BiomarkerEngineWe recently announced a new product developed here at Amplion called BiomarkerEngine™, which is a system that is able to gather biomarker information from large datasets such as clinical trial databases. BiomarkerEngine is built on our proprietary platform called the Amplion Data Acquisition Platform, or ADAP™.

In this post we will provide some detail about ADAP and how it can be used, but first a little more about BiomarkerEngine, which is a product that we are now starting to license to other companies for their own biomarker information gathering needs.

BiomarkerEngine: Rapid and Accurate Biomarker Collection and Curation

BiomarkerEngine is able to download large public datasets published in a variety of formats and curate them for biomarker information, preparing the information for use in whatever final product one wishes. We are currently using it to process clinical trial records for biomarker mentions, and then to publish that information into BiomarkerBase™, our knowledge base of biomarkers in clinical use and development. BiomarkerBase is used by drug companies to conduct competitive analysis of biomarkers in clinical trials, and by diagnostics companies to identify targets for new diagnostic products or services.

We recently ran our first test of BiomarkerEngine’s ability to process every clinical trial record at ClinicalTrials.gov, and were pleased to find that it was able to rapidly conduct an initial scan of all 200,000 records without error. Next week we expect to publish over 1,000 new biomarkers in BiomarkerBase that were exclusively gathered and curated by BiomarkerEngine, and by the end of this month we will have extracted biomarkers from over 10,000 trial records.
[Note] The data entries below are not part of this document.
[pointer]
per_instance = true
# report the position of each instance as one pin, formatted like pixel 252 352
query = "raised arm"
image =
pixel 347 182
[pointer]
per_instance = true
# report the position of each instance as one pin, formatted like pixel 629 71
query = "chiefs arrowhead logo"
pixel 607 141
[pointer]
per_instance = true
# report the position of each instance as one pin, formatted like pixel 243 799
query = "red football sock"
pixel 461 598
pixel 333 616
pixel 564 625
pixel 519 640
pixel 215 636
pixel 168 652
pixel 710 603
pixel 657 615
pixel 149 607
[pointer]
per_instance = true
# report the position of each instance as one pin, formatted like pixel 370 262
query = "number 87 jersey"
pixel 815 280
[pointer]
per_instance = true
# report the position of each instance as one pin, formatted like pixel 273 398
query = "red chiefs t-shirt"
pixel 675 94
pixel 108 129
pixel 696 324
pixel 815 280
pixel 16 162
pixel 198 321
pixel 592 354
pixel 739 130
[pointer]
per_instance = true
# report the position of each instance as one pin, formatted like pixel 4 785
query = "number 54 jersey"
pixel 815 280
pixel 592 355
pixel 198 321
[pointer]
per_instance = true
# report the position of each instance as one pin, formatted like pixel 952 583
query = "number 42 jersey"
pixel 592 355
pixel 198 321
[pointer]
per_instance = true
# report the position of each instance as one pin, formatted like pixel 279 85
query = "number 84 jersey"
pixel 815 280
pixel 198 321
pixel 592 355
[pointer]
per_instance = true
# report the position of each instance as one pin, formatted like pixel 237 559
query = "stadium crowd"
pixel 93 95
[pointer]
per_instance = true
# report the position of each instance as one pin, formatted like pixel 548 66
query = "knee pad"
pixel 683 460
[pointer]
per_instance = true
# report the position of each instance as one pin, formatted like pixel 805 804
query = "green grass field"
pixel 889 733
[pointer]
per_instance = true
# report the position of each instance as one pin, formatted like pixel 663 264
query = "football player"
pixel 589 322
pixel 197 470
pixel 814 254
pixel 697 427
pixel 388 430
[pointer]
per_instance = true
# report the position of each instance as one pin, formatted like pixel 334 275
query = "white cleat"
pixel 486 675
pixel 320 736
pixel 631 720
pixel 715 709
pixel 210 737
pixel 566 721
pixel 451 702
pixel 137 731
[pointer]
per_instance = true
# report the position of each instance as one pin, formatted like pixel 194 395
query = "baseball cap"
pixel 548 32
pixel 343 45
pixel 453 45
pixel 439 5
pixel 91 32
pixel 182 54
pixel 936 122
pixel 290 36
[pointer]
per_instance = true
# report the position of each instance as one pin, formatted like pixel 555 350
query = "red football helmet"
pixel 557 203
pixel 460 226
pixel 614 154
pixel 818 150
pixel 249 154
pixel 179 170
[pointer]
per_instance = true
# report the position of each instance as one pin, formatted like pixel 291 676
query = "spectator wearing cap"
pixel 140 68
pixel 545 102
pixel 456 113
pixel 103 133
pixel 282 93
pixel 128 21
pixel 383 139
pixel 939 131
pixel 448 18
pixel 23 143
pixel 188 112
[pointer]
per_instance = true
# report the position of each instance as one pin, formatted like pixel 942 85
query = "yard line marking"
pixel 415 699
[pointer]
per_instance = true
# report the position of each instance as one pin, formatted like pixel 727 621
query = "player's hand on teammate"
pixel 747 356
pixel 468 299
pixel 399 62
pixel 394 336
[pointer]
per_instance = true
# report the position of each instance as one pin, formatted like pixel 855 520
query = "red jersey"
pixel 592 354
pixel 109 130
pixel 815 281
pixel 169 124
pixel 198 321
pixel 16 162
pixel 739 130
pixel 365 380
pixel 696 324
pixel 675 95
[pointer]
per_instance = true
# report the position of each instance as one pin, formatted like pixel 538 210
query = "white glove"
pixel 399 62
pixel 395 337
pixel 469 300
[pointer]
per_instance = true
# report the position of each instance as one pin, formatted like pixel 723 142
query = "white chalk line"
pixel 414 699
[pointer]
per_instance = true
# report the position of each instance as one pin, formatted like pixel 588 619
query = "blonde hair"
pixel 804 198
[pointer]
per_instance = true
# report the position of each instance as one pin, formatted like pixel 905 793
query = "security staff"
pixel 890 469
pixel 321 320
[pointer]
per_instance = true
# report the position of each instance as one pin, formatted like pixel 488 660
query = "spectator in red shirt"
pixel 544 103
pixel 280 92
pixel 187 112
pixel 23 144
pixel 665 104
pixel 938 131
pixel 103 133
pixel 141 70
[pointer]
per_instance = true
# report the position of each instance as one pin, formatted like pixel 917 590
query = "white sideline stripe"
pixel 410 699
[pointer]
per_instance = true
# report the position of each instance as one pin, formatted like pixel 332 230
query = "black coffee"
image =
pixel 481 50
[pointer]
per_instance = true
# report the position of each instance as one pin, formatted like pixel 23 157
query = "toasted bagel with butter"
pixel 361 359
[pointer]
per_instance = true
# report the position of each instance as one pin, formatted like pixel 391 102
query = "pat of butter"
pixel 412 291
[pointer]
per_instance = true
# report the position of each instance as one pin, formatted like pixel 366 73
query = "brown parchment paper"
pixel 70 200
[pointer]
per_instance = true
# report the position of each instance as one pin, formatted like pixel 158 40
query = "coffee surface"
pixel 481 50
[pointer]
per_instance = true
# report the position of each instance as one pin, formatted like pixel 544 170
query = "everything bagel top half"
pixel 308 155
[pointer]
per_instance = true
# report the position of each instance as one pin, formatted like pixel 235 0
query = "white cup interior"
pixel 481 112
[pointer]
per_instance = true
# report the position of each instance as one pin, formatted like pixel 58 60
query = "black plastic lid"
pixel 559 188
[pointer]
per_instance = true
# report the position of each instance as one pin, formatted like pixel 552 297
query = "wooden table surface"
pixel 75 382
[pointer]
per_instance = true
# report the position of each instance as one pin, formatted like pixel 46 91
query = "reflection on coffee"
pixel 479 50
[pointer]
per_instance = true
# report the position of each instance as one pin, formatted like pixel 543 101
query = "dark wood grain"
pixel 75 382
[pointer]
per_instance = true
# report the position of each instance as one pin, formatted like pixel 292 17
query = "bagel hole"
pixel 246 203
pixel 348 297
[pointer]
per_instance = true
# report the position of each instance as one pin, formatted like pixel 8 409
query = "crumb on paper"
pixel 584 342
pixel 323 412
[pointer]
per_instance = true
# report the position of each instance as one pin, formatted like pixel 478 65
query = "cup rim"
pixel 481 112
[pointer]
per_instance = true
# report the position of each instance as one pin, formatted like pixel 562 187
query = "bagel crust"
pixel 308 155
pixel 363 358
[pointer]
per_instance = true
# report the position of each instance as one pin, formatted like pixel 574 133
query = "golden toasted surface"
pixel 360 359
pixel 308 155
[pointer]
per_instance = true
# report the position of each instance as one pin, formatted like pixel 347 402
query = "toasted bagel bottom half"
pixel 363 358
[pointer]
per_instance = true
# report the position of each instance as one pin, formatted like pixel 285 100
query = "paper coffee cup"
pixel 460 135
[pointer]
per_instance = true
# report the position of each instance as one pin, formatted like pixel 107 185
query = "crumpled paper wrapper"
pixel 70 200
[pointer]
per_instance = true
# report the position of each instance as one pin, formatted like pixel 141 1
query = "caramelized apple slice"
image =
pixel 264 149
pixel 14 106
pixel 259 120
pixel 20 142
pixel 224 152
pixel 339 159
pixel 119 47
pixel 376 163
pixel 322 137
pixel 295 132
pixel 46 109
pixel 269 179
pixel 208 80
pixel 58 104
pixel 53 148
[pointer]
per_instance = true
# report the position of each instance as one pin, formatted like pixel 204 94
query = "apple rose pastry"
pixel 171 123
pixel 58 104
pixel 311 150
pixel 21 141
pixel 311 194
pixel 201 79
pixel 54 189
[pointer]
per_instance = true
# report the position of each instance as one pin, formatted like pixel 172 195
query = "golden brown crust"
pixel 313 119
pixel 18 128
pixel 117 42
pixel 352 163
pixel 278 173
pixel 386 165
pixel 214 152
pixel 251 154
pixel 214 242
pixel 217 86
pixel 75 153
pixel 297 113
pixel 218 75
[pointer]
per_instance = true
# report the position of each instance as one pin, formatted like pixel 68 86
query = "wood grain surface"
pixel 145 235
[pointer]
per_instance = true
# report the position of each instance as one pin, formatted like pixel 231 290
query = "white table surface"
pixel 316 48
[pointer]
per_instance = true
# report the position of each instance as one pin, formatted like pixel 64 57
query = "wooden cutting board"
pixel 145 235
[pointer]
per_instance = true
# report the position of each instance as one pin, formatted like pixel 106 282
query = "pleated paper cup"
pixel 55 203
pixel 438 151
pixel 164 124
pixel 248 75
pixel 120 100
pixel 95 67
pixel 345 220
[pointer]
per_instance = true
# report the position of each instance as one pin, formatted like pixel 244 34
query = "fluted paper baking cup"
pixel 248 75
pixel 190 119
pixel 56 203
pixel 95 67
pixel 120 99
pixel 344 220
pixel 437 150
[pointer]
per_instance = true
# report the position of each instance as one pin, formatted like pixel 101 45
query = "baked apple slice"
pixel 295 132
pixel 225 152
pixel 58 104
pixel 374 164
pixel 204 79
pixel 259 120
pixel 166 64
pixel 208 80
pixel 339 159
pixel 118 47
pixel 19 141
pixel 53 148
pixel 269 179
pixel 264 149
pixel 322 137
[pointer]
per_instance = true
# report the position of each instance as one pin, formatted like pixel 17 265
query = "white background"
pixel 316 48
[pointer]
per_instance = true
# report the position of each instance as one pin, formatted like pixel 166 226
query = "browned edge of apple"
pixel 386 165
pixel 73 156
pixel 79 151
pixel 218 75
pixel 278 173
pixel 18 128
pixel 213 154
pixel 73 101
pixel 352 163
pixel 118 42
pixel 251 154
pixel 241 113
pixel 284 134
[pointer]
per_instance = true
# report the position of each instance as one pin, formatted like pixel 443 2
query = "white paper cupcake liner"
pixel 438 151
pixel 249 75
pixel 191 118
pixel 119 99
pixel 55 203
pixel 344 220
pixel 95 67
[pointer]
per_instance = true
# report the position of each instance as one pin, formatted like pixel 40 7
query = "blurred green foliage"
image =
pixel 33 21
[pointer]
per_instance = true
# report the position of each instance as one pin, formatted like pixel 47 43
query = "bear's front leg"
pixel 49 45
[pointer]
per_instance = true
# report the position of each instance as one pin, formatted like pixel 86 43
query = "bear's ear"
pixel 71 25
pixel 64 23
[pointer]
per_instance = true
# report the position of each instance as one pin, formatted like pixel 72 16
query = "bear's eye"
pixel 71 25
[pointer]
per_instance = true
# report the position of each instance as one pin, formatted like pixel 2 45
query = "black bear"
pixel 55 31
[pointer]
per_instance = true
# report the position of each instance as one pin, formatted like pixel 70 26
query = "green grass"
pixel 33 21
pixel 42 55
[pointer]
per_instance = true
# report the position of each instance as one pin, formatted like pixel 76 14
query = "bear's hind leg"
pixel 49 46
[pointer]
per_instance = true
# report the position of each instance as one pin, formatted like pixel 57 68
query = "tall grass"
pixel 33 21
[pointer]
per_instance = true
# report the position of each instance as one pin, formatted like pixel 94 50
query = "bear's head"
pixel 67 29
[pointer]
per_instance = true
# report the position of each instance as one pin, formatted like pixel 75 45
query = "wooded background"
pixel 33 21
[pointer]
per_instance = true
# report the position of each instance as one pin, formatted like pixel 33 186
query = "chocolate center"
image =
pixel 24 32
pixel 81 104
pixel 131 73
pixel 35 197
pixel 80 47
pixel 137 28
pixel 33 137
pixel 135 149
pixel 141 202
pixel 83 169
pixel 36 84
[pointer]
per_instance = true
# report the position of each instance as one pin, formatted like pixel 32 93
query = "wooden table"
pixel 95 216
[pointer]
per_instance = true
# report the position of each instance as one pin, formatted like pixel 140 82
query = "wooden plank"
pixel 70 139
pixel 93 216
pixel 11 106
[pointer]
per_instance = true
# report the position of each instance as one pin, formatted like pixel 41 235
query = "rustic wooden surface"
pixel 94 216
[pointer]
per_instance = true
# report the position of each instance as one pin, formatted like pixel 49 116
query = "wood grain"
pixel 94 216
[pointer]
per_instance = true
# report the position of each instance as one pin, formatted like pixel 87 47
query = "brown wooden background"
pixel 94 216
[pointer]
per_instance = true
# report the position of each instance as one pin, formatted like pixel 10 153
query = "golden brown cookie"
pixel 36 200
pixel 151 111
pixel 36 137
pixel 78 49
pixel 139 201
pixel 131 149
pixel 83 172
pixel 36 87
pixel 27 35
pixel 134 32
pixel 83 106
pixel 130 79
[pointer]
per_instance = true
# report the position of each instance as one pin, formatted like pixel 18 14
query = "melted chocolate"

Before the end of the year we will have extracted biomarker information from every record at every publicly-available repository of clinical trial records worldwide, and we will be able to update this information daily.

And BiomarkerEngine’s accuracy is greater than 93%.

Gathering this information by manual curation would cost over $4 million by our estimate, and staying current on newly added trial records would cost at least $50,000 per month. Replicating the ability to conduct a daily update of a combined dataset this large is essentially impossible by manual review.

One of the coolest things about BiomarkerEngine is its ability to learn. We have PhD reviewers using a special interface to correct the assumptions that BiomarkerEngine makes when it curates the information it has gathered, and those corrections and any additional annotations are then fed back to improve future data gathering and curation.

BiomarkerEngine can of course gather biomarker information from data sources other than clinical trial records, and based on requests from our current customers we are likely to focus next on biomarkers in patent applications.

ADAP: A Flexible Platform That Learns

But gathering biomarker information is only one potential application of ADAP, as the platform is able to gather and curate almost any kind of data, and it can certainly be coupled to almost any type of final repository. ADAP is only limited by the accessibility of the data, the keywords that one is using to search those data, and by the user’s ability to provide input to train the artificial intelligence model.

Architecturally ADAP is a modular platform that includes the following components:

  1. The Poller scans large datasets for text-level changes to documents that you care about, and returns the changes back to ADAP;
  2. The Curator applies rules to the structuring and tagging of the datasets, and prepares the data for inclusion in a final repository;
  3. The Annotator is a multi-user tool for making text-level annotations to any documents that have been processed by The Curator. The primary function of The Annotator is to correct mistakes made by The Curator, and to make additional annotations that inform training sets;
  4. The Assimilator is a natural language processing model that applies named-entity recognition to the training sets produced by The Annotator, in order to improve the rules being applied by The Curator.

ADAP is a flexible platform that we think can be used for a wide variety of data acquisition problems, and not just in healthcare-related fields.